顯然,他背部受了重傷,暴怒已極,伸手就扼住了鄭屠的脖子,提到了襠下,就準備朝他身上沖尿,腐蝕個皮開肉爛。
長竹竿雖被震飛,半頭魚叉還釘在花樣撒尿男人的後背上。尾生見姨父馬上就要被洗刷掉,便快速衝出人群,攥住了叉柄,用足全身力氣,“嗨”了一聲補刺進去,洞穿其五臟六腑。
那傢伙復又“昂”了一聲,歪倒在地上。大家再看,他的屍身像被戳破的水囊,頓然“嘩”地四泄了一大灘尿水,肉身腐爛成屍水,浮起他的白骨架子,漂向井邊。
眾人還在驚愕之際,骨架翻入井中,激起一柱水花。井台上的一汪臭水中,孤零零遺留下那杆斷柄魚叉。

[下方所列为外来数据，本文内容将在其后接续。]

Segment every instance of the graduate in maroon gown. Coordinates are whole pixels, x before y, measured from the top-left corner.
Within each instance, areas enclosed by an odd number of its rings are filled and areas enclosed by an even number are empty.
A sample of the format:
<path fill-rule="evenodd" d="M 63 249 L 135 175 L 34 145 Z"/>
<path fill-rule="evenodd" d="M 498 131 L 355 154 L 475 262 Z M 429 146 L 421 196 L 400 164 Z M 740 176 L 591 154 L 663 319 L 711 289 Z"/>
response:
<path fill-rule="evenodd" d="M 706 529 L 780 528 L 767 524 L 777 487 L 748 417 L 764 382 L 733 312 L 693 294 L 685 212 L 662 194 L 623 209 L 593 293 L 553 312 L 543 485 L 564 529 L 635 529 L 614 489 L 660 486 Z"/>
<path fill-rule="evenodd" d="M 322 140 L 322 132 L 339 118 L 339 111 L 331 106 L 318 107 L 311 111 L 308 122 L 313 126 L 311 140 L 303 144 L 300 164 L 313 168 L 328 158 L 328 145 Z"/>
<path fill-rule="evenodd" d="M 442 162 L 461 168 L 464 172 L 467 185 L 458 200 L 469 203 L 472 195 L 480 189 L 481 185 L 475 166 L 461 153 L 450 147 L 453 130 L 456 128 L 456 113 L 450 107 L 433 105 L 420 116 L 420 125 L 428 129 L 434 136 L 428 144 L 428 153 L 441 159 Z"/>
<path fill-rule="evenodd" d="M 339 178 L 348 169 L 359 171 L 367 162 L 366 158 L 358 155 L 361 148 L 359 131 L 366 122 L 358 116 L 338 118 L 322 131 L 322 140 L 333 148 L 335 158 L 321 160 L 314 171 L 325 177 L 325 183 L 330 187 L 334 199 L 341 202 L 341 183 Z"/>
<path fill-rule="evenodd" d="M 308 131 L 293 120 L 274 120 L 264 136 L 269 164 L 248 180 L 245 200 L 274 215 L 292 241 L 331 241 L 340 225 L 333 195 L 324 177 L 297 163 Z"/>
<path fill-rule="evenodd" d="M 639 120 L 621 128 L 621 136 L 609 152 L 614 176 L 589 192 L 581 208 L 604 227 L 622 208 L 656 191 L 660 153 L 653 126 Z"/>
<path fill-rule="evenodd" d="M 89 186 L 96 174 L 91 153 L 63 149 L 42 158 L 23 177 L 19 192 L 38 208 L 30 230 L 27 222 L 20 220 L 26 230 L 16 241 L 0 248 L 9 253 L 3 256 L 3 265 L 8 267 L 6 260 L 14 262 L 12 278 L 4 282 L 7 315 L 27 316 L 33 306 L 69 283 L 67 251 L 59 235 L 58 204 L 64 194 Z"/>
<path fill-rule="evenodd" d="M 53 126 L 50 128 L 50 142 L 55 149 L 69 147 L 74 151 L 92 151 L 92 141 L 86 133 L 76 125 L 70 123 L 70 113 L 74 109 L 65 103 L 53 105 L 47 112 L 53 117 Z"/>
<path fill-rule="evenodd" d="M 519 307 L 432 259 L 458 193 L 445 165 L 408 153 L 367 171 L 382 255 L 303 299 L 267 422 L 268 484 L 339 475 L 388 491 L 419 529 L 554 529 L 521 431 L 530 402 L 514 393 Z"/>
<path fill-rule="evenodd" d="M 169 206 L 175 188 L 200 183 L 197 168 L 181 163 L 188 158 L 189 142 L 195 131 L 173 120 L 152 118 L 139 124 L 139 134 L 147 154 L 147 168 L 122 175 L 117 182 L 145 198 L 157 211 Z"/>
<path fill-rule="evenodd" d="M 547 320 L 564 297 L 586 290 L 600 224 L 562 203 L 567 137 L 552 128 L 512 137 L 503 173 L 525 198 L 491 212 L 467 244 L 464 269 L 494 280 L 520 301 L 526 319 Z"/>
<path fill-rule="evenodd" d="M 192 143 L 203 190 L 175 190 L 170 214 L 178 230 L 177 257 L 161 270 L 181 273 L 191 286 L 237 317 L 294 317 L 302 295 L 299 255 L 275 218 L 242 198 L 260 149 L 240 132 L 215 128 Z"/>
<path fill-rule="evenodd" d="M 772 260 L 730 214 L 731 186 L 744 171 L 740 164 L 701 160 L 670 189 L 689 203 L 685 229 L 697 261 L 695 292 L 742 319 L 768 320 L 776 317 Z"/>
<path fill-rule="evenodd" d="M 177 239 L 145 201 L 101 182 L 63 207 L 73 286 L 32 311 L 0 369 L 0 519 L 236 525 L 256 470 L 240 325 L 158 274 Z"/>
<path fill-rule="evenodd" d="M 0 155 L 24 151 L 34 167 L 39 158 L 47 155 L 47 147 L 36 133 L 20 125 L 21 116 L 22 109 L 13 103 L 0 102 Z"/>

看到這些,毛臉毛手的屠夫說:“這肯定就是那個站著尿了一夜的憨子被活埋在客店地下,變鬼後出來作祟呢!”
人們在院中又七言八語了一陣子,就各回房間接茬休息了。
尾生和薛月回到西廂,薛月說怕,想要鑽進尾生的被窩,被他拒絕了,只是讓她靠牆睡,由他在外邊給她擋著。
剛鬧畢鬼,還死了人,尾生著實睡不著,就豎著耳朵聽院中的任何動靜。他聽了很長時間,院中倒象死一樣寂靜,只聽到靈床對過的東廂里,姨父他們三個發出震顫瓦屋的呼嚕聲。
尾生自想自怕著,但畢竟熬了大半夜,上下眼皮開始激烈地打架,便迷迷糊糊著就要睡著哩,卻聽到了靈床上有窸窣之聲,頓時一驚全醒,忙睜眼觀看。
借著巨燭的光亮,尾生看得清清楚楚,那老太婆屍體的雙腿伸上了天空,身子慢慢撅起來,蓋屍的麻衾“撲沓”一聲掉到了地上。
老太婆屍體以雙手蹦到了地面,倒立支撐著就離開了靈床。估計她是扎井死的,鬧鬼也得大頭朝下,習慣或上癮了。
尾生清清地看著她以手當腳,就這樣倒立著“撲沓撲沓”地行走了出去。
隔了一會兒,她在兩腿內側夾了一根竹管兒又回到了靈堂,轉身進了東廂房,“撲沓撲沓”地挪到了通鋪前,改用一隻手倒立,騰出另一隻手拿竹管兒,把一頭噙到自已嘴裡,另一頭伸到鄭屠嘴裡開始“呼呼”地吸氣。
尾生這才明白,原來她剛才出去了一趟,是到廚房裡拿這根吹火筒來用的。
她吸過了鄭屠,又逐個吸過了那兩個屠夫,然後又腿夾吹火筒“撲沓撲沓”地離開三個屠夫,明明向尾生所在的西廂而來。
尾生忙縮頭藏入被中,裝假睡著了不動。很快,就有一個硬梆梆、涼冰冰的東西伸進了他的被窩。他不敢碰它,以手緊掖被角,閉嘴屏息而已。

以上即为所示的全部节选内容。